AI Chain Programming Support

AI Chains: Transparent and Controllable Human-AI Interaction by Chaining Large Language Model Prompts

AI Chain Visual Programming

This paper proposes to use visual programming to chain Large Language Model (LLM) steps together as a method to enhance the effectiveness of LLMs on complex tasks, while improving transparency, controllability and sense of collaboration. The paper defines a set of LLM primitive operations and presents an interactive system where users can create and modify these chains in a modular way (such as step b1/b2/b3 in the above figure). A user study found that chaining improved task outcomes, and users developed new ways of interacting with LLMs. The paper presents three case studies to explore how LLM chains can be used travel flashcard creation, visualization code debugging, and assisted text entry. The authors have published a series of works on the AI chain benefits, challenges and tool supports (see also their papers PromptMaker and PromptChainer).

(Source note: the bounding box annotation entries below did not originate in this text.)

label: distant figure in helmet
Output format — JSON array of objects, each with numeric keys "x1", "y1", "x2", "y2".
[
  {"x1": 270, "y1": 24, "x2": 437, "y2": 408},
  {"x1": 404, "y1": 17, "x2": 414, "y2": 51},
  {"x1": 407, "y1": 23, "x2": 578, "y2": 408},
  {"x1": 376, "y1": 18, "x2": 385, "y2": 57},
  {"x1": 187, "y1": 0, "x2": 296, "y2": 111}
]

LangChain Python Framework

LangChain Documentation

In addition to end-user oriented visual programming, several agent programming frameworks have also been proposed, such as Dust, Primer, and the most popular one, LangChain, targeting at AI engineers and software developers. These frameworks encapsulate raw LLM and data APIs into explicit high-level concepts such as chains, agents, prompts, models, indexes, and streamline the model and data interactions, thus facilitating the development of task-specific AI chains and autonomous agent frameworks.